Behind closed doors, many women feel the strain. They don’t complain, because in Bangladesh, sacrifice is woven into the identity of motherhood, daughterhood, and being a “good bou (do as told daughter-in-law).” But the emotional cost is real. Dreams get postponed. Career ambitions shrink. Personal time disappears. Some days, women like Salma sit quietly after everyone sleeps, remembering the version of themselves they hoped to become before responsibilities swallowed their hours.

Bangladesh is changing fast digitally, economically, socially. More women are entering universities. More are joining the workforce. More are contributing to family income. But their unpaid caregiving responsibilities have not reduced at the same pace. Instead, they are carrying two full-time jobs: one paid, one not.

If Bangladesh truly wants to become a middle-income, inclusive nation by 2030 and beyond, it must confront this invisible burden. Affordable childcare, flexible work arrangements, eldercare support, women-friendly public transport, safe working conditions, and workplace policies that respect caregiving responsibilities these are not luxuries. They are essential to retaining women in the workforce and ensuring economic progress doesn’t rest on unpaid female labor.
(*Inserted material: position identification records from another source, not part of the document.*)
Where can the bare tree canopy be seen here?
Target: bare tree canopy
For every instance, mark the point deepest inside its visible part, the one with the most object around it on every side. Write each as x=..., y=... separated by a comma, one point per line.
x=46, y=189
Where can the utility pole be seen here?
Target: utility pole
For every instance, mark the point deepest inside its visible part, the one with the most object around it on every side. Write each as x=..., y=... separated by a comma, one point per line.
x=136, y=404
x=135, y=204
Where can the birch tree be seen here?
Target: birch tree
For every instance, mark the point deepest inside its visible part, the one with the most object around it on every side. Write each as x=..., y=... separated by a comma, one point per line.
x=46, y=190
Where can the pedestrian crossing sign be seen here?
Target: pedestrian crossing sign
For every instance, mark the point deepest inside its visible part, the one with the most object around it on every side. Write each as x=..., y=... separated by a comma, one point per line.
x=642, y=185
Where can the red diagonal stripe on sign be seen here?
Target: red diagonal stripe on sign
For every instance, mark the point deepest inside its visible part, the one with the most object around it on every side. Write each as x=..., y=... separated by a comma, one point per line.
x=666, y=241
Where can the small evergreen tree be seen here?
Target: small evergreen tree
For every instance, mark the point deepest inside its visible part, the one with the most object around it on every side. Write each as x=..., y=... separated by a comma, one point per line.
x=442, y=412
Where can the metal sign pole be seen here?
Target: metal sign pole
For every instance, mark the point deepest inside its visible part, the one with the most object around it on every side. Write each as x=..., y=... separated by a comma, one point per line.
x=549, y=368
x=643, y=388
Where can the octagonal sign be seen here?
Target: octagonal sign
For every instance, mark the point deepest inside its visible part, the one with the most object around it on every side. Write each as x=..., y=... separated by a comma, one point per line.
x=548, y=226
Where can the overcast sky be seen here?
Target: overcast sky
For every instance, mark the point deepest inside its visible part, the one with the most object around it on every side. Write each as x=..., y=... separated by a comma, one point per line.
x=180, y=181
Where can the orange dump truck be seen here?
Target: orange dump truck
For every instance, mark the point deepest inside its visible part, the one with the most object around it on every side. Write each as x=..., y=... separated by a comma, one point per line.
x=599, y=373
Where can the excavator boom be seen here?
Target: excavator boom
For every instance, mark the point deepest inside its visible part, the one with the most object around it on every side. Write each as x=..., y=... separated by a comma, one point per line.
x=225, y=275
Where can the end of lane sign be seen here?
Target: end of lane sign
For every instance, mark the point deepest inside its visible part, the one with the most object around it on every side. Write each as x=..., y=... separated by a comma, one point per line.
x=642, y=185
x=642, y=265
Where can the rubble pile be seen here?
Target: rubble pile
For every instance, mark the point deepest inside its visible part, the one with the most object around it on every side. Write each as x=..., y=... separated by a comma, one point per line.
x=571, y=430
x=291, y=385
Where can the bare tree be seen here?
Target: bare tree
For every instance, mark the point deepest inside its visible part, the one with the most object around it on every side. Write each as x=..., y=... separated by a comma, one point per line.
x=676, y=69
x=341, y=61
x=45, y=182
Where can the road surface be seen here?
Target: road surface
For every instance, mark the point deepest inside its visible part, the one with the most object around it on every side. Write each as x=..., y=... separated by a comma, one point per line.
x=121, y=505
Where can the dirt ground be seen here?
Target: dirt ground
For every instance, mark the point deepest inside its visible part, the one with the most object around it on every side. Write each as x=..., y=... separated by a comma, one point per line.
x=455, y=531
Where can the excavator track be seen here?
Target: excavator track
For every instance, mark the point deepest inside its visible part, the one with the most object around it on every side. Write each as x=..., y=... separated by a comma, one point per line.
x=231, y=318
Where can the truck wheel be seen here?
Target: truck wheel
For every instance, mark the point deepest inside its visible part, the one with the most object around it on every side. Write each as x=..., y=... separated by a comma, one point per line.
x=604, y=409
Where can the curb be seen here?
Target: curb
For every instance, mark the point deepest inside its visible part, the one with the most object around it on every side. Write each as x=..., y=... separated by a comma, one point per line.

Imagine a Bangladesh where women like Salma have help instead of pressure, choices instead of sacrifices, and recognition instead of silence. A Bangladesh where caregiving is shared within families, supported by communities, and acknowledged by institutions. A Bangladesh that understands that nurturing children, caring for elders, and managing households are not “women’s duties” they are national contributions.

The caregiving crisis in 2026 is not just a women’s issue. It is an economic issue. A social issue. A future-of-the-nation issue. And perhaps the most powerful step we can take right now is to tell these stories honestly stories that make the invisible visible. Stories that remind us that behind every strong economy is a woman who has been holding things together for far too long, with too little support.

Bangladesh owes these women more than gratitude. It owes them recognition, dignity, and structure. Their unpaid labor has carried the nation this far and it’s time the nation finally carried them back.